In contrast, employment standards in Saskatchewan and Manitoba require employees be paid, as wages in lieu of notice, what they would otherwise have earned as normal “wages” during the notice period. In these two jurisdictions there is no requirement to maintain non-cash or in-kind benefits. In Julia’s case, the disability coverage would not have to be maintained during the notice period.

Saskatchewan passed new employment standards legislation, but it is not yet proclaimed into law. The legislation makes it clear the requirement to pay wages in lieu of notice is based on monetary compensation only, rather than benefits in kind, such as disability coverage. “Notice” means the notice required by the applicable employment standards and actually given by an employer.

For example, Harvey is terminated without cause by his employer. The notice of termination was given to Harvey on July 8, with effect two weeks later on July 22. Harvey is entitled to eight weeks notice under the B.C. employment standards. In this situation, Harvey’s employer must only continue his employment benefits for the period of time that notice was actually given — two weeks. Harvey’s employment contract stipulates he be provided with employer-paid group term life insurance. Under the B.C. employment standards, this coverage can’t terminate earlier than July 22.

Notice, of course, is still required under the employment standards in all four jurisdictions, even if it’s not actually given.

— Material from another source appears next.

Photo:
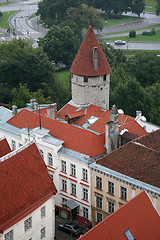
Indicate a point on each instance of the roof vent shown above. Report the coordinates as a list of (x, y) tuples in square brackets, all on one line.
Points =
[(95, 57)]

Not giving notice means employment is terminated with immediate effect and that wages in lieu of notice are owing. If employers terminate without notice, employees are normally provided with letters to this effect, stating among other things, that employment is being terminated on receipt.

In these four jurisdictions, when notice is not given, there is no requirement to extend the rights and benefits of employment past the actual termination date. For example, if either Julia or Harvey had been terminated without notice, their employee benefits could have been stopped on the actual date of termination.

Employers, of course, often extend employee benefits past the actual date of termination, or past the end of the notice period, whether given or not. Sometimes this is done as part of a settlement package, to end an employee action for wrongful dismissal. Sometimes, it’s done voluntarily, as one aspect of maintaining a generous compensation package. Described above are the employment standards minimum requirements.

One reason employers wish to end employee benefits, especially wage-loss replacement coverage, is because the primary driver for disability claims is notice of termination. If an employee is on salary continuance, and not actually working, the insurance contract may not extend to them.

In jurisdictions like B.C. or Alberta, where employees on salary continuance must be kept on benefits during the notice period, this may result in the employer becoming directly liable for disability claims filed by employees on salary continuance. This is one reason why employers often terminate without notice.